Contributors - Open Call
Call for ReFiNe replication project - form to contribute: link
Open community call
ReFiNe (Replicability of Findings in Neuroimaging) is an open community initiative to systematically evaluate which neuroimaging findings replicate in independent datasets.
We invite researchers, cohorts, and consortia with existing neuroimaging data to take part in coordinated direct replication studies. The goal is to reproduce original analyses as closely as possible, document where adaptations are needed, and build a clearer picture of which findings are robust across datasets, methods, populations, and modalities.
How to contribute
First: register your availability: link!
Then, you can contribute by:
- selecting a replication target from the eligible studies list;
- checking whether your dataset has the required imaging, clinical, behavioural, or demographic variables;
- using the ReFiNe replication protocol and preregistration template;
- contacting the original authors where needed;
- running the replication and documenting any deviations from the original analysis;
- sharing the outcome using the ReFiNe reporting template.
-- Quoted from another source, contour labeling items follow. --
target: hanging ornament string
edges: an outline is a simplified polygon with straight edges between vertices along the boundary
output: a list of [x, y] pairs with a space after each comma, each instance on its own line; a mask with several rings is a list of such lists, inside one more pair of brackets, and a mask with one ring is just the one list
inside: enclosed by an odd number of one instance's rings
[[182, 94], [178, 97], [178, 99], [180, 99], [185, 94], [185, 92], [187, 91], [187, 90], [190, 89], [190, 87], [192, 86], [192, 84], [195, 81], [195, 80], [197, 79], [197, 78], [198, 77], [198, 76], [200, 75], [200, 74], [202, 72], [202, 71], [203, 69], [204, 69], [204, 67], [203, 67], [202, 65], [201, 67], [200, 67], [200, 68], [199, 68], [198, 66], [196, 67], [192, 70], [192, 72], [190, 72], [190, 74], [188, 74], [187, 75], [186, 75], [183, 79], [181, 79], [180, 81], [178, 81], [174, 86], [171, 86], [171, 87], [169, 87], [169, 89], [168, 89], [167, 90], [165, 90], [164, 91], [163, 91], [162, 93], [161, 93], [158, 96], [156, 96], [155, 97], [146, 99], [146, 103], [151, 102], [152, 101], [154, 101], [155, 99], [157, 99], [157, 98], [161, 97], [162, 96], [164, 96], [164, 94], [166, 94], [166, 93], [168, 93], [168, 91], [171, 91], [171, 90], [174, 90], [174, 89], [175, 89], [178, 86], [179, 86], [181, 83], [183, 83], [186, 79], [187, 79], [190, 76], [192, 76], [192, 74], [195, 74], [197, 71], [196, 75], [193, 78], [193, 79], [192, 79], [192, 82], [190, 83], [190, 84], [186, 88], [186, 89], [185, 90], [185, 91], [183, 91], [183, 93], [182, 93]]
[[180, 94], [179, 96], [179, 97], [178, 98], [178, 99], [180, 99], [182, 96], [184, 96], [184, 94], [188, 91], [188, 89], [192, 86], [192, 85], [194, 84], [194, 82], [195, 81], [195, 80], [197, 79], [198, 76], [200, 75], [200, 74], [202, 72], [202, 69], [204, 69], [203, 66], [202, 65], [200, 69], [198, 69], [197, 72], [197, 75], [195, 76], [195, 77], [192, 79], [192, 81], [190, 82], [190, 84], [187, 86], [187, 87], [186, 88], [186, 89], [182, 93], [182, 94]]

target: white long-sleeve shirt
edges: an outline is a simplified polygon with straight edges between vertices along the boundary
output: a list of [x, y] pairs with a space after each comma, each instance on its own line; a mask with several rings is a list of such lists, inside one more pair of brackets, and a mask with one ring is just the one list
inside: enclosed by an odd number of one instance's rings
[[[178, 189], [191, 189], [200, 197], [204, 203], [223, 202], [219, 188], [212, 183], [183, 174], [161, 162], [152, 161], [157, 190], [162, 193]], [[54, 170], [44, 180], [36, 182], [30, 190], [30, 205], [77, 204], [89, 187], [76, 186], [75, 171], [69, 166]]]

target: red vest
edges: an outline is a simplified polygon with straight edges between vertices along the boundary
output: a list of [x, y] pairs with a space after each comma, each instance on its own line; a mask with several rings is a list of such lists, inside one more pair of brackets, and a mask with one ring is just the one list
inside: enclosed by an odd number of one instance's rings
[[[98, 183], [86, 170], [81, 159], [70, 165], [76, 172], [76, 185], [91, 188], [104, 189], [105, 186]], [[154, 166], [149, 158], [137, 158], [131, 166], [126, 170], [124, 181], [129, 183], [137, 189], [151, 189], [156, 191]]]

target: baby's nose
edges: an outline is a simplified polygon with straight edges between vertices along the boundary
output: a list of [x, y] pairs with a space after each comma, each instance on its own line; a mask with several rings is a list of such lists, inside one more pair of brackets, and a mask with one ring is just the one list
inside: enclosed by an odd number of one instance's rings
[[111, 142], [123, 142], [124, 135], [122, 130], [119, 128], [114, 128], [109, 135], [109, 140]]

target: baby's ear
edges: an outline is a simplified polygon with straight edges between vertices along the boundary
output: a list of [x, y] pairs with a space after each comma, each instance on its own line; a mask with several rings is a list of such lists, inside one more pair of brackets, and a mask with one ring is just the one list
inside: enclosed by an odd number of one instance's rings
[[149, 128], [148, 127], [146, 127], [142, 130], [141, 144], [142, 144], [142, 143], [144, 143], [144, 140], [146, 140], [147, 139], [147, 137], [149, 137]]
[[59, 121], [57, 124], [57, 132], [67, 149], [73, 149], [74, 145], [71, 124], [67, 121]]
Contributions can focus on a single replication study, a set of related findings, or broader methodological questions such as robustness across preprocessing pipelines, diagnostic definitions, imaging modalities, or phenotype operationalisations.
Authorship and publication plan
ReFiNe is designed to support both individual replication papers and a larger community meta-analysis.
Individual replication teams will lead and receive appropriate authorship credit for the studies they conduct. Across replications, the ReFiNe community will also work towards a coordinated meta-analysis evaluating replication rates, sources of heterogeneity, and predictors of replication success.
The publication plan will be transparent and discussed openly with contributors as the project develops.
Current replication activity
The project is currently building a shared list of eligible replication targets and matching them to available datasets. Initial work focuses on structural MRI findings in major depressive disorder, with the aim of expanding over time to additional topics, disorders, and neuroimaging modalities.